Le hubiese fascinado, sin duda. Más aún si ninguna de las familias ahí congregadas, víctimas del peligroso spleen morelense, al posar para las selfies bajo los arcos iluminados, o al formar una larga fila con el propósito de patinar sobre esa copia en escala reducida de la pista de hielo del Zócalo capitalino (la copia de la copia de la copia), daba la más mínima señal de enterarse del espectáculo más bien anómalo desplegado ahí mismo.

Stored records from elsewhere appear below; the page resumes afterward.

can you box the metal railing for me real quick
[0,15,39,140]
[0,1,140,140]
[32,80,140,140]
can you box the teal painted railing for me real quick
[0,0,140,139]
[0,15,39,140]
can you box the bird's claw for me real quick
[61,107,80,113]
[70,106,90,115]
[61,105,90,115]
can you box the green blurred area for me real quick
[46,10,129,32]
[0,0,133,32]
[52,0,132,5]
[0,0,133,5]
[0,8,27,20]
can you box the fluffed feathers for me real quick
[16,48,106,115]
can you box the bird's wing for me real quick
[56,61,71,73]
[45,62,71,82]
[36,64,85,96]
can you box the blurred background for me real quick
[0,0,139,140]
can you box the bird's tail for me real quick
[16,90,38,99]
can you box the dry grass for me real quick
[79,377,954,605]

Se dirá que en nuestras ciudades, incluso en las más provincianas, lo anómalo es regla, pero la sangre en vivo y en directo siempre tiene algo de impresionante, sobre todo cuando, como es el caso, se da de forma tan caudalosa. Una pequeña herida en el pómulo o tan solo la visión de algodones enrojecidos desparramados en la acera, bien pueden ofrecernos de inmediato una imagen gore del paisaje guayabo en época navideña. Un paisaje, por lo demás, donde tiene lugar un extravagante fenómeno climatológico: a 30 grados de calor nos encontramos con monitos de nieve y blancos antejardines que de solo mirarlos nos entumecen el espíritu. ¿Añorar el frío, tener frío, será un signo más de nuestro afán civilizatorio?

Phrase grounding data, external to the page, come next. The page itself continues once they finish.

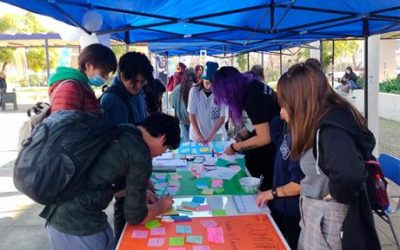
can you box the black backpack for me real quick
[14,110,122,205]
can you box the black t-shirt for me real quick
[243,80,280,126]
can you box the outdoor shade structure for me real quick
[1,0,400,121]
[1,0,398,51]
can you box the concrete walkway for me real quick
[0,104,399,250]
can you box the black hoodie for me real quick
[314,106,380,250]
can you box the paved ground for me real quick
[0,104,399,250]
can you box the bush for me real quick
[379,77,400,94]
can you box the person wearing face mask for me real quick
[100,52,153,125]
[48,43,117,114]
[187,61,227,143]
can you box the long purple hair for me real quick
[212,66,253,125]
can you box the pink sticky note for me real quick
[168,248,186,250]
[211,179,223,188]
[197,204,210,211]
[131,230,148,239]
[207,227,224,243]
[150,227,166,236]
[200,219,218,228]
[147,237,164,247]
[193,246,210,250]
[229,165,241,171]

Voy a morir de un momento a otro, parecía decir la energúmena. Daba unos intrigantes pasitos pero no se movía de ahí, ajena a cuanto ocurría a su alrededor, mientras los hilillos de sangre recorrían su cuello y desembocaban en una playera blanca, holgada, sobre cuyo fondo se esparcían como la tinta sobre el papel. Niños, niñas corriendo tras globos y fosforescentes pelotas saltarinas, madres y padres con la vista perdida, adúlteros fumando, visitantes de la capital comiendo esquites sorprendidos con la salsa de mango-habanero, ¿realmente no la veían?, ¿tenemos tal nivel de anestesia inyectado en nuestros cuerpos?

No fue sino hasta que la energúmena comenzó a carcajearse cuando al fin repararon en ella. Una niña, perdiendo su globo para siempre, tuvo una sacudida epiléptica de espanto; un niño con la boca abierta dejó de preocuparse por atrapar pelotas infernales y los adúlteros (los únicos, según Neruda, “que se aman con verdadero amor”) aplastaron sus cigarros con el pie, frunciendo el ceño. El mismo árbol de navidad pareció torcerse, pero la conmoción duró apenas unos cuantos segundos; la niña, con las manos vacías, se desgañitó llorando por su globo ausente, el niño recuperó sus aptitudes beisbolísticas y los adúlteros encendieron otro cigarro. En cuanto a los chilangos, nunca dejaron de aferrar sus esquites con una mano al publicar, con la otra, fotos de la energúmena en sus redes sociales.

No hay mayor mérito, tal vez, en captar estas postales bizarras; no se buscan, de pronto saltan así nomás. Baudelaire, en cambio, parecía cargar con microscopio y pinzas para observar e imaginar con detalle cualquier tipo de contraste urbano y extraerlo de ahí para analizarlo con pasión y escepticismo. Pero cierta vez, al realizar dicha operación en la figura de un saltimbanqui avejentado a quien ya nadie hacía el menor caso, pudo ver, con horror, su destino de poeta.